Biały okręt z czerwonymi krzyżami odbił od terminala przy rzece Hudson na Manhattanie około południa miejscowego czasu. Towarzyszył mu w pierwszym etapie trasy holownik.
USS Comfort z 1000 łóżek, 12 salami operacyjnymi, laboratorium medycznym i 620 lekarzami nie musiał być - jak się okazało - w pełni wykorzystany.
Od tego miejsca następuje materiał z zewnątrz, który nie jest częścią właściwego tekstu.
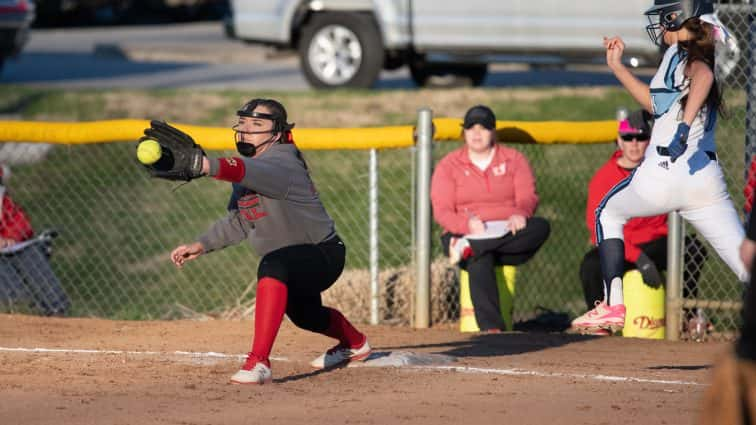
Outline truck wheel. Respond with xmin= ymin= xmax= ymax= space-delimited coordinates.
xmin=299 ymin=13 xmax=384 ymax=88
xmin=410 ymin=60 xmax=488 ymax=87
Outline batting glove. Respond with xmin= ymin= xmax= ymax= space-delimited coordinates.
xmin=667 ymin=122 xmax=690 ymax=162
xmin=635 ymin=251 xmax=664 ymax=288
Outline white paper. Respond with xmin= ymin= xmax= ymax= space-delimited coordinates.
xmin=465 ymin=220 xmax=509 ymax=239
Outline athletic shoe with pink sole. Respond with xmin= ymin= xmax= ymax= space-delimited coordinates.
xmin=231 ymin=353 xmax=273 ymax=385
xmin=310 ymin=338 xmax=373 ymax=369
xmin=572 ymin=301 xmax=625 ymax=333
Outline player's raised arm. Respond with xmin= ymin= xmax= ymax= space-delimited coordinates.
xmin=604 ymin=37 xmax=653 ymax=112
xmin=683 ymin=61 xmax=714 ymax=125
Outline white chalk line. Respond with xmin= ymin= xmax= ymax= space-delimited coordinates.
xmin=415 ymin=366 xmax=706 ymax=386
xmin=0 ymin=347 xmax=706 ymax=386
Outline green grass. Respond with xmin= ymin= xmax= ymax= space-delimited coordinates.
xmin=0 ymin=86 xmax=744 ymax=319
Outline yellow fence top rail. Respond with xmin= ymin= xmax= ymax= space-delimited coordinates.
xmin=0 ymin=118 xmax=617 ymax=150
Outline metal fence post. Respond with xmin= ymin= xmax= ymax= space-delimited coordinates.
xmin=743 ymin=3 xmax=756 ymax=187
xmin=415 ymin=108 xmax=433 ymax=329
xmin=369 ymin=149 xmax=379 ymax=325
xmin=665 ymin=211 xmax=685 ymax=341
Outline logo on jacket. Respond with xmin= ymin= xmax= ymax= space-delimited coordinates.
xmin=237 ymin=193 xmax=268 ymax=221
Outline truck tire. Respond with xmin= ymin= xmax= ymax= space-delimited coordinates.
xmin=410 ymin=59 xmax=488 ymax=87
xmin=299 ymin=12 xmax=384 ymax=88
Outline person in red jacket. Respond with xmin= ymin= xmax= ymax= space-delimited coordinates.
xmin=431 ymin=105 xmax=550 ymax=332
xmin=580 ymin=110 xmax=706 ymax=324
xmin=0 ymin=165 xmax=71 ymax=316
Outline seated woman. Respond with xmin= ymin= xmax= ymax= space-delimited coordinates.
xmin=0 ymin=166 xmax=71 ymax=316
xmin=431 ymin=105 xmax=550 ymax=332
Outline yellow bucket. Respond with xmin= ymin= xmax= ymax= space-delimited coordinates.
xmin=622 ymin=270 xmax=665 ymax=339
xmin=459 ymin=266 xmax=517 ymax=332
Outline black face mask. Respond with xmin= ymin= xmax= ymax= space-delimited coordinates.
xmin=236 ymin=142 xmax=257 ymax=158
xmin=236 ymin=130 xmax=278 ymax=158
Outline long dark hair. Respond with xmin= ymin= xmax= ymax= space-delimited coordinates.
xmin=677 ymin=18 xmax=726 ymax=116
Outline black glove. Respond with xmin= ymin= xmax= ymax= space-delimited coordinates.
xmin=635 ymin=251 xmax=664 ymax=288
xmin=139 ymin=121 xmax=205 ymax=181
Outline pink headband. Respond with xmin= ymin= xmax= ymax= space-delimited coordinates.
xmin=619 ymin=119 xmax=643 ymax=134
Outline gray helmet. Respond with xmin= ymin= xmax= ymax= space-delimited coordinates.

Ponieważ nie spełniły się najbardziej pesymistyczne prognozy przewidujące potrzebę przygotowania około 110 tys. łóżek dla pacjentów w Nowym Jorku, na pokładzie okrętu leczono tylko 182 chorych.
Pentagon poinformował, że 11 osób leczonych na USS Comfort zmarło z powodu koronawirusa. Kilku członków załogi zachorowało na Covid-19 podczas przygotowań do misji w Nowym Jorku.
Zgodnie z porozumieniem władz stanu z Pentagonem USS Comfort miał pierwotnie służyć pacjentom niechorującym z powodu koronawirusa, aby odciążyć szpitale przyjmujące właśnie osoby zakażone. Jednak kilka dni po przybyciu na Manhattan 30 marca na okręt zaczęto przyjmować także chorych z powodu powikłań Covid-19.
Gubernator stanu Nowy Jork Andrew Cuomo powiedział w ubiegłym tygodniu, że jednostka nie jest już potrzebna w mieście. „Uważam, że Comfort nie tylko przyniósł komfort, ale także ratował życie” – dodał.
Okręt był wcześniej supertankowcem. Po atakach terrorystycznych na World Trade Center z 11 września 2001 roku został przekształcony w pływającą bazę dla ekip ratunkowych.
„USS Comfort przybył do Nowego Jorku, aby przynieść ulgę lekarzom na pierwszej linii, a każdy pacjent, który został zabrany na pokład, zapewnił jedno dodatkowe łóżko w lokalnym szpitalu. (…) Teraz, gdy okręt opuszcza Nowy Jork, nie sądźmy, że walka się skończyła. Jesteśmy gotowi wesprzeć batalię z Covid-19 w każdy możliwy sposób” – powiedział wiceadmirał Andrew Lewis, dowódca 2. Floty amerykańskiej marynarki wojennej.